La letteratura ha raccontato questo posto meglio di qualunque guida. Beppe Fenoglio ha ambientato in questi paesi la storia di una famiglia di mezzadri che non ce la fa, e il suo titolo, la parola dialettale per la miseria, è il modo in cui gli abitanti chiamavano la propria condizione. Cesare Pavese è di Santo Stefano Belbo, sul versante del Moscato. Chi legge uno dei due prima di venire capisce meglio le case di pietra abbandonate lungo le strade di crinale.
Come si mangia qui
La cucina dell'Alta Langa è la stessa del resto delle Langhe nell'impianto (carne, burro, uova, poco olio) ma con meno abbondanza e più formaggio. Gli antipasti in serie ci sono anche qui: carne cruda battuta al coltello, vitello tonnato con la salsa all'uovo, insalata russa, tomini elettrici, acciughe al verde.
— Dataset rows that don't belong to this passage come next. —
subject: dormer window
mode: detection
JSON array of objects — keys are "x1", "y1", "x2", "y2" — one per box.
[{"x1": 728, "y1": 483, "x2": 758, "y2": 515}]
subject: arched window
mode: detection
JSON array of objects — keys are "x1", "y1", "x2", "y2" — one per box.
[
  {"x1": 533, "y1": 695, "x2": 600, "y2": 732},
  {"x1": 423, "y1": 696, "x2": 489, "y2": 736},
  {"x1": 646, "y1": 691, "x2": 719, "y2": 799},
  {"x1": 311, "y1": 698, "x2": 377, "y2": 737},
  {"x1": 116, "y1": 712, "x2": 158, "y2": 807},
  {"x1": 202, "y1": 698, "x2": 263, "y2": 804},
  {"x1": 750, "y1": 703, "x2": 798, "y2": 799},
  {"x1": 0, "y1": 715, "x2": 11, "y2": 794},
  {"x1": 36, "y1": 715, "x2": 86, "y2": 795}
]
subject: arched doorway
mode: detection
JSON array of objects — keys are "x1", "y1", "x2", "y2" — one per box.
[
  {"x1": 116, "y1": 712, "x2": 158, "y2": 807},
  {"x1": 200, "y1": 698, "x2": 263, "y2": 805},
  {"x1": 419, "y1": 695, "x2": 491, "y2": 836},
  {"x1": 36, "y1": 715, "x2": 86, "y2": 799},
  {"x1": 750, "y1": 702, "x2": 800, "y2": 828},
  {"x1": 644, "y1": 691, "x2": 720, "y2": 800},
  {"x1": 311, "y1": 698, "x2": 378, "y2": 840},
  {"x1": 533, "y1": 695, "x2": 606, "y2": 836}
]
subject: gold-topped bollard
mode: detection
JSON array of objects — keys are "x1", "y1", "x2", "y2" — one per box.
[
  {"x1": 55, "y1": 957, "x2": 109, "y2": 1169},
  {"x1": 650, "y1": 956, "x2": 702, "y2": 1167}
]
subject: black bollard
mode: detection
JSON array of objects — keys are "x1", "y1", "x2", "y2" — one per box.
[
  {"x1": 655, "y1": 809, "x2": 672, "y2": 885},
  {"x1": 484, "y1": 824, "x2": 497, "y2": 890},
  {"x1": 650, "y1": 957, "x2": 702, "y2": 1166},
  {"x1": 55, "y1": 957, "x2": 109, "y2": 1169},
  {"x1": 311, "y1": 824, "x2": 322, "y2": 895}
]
I tajarin sono i tagliolini sottili con molti tuorli, gli agnolotti al plin si pizzicano a mano. La differenza è nei secondi, dove al posto del brasato di Nebbiolo compaiono il capretto, il coniglio, la lepre in civet, la trippa, e il bollito nelle occasioni. Le acciughe hanno un ruolo storico preciso: erano la merce che i mercanti di queste valli andavano a prendere in Liguria e rivendevano nel basso Piemonte, e la bagna cauda (aglio, acciughe dissalate, olio, cottura lenta) è il residuo commestibile di quel commercio. Si mangia da novembre a febbraio e non è un piatto da fare prima di un impegno sociale.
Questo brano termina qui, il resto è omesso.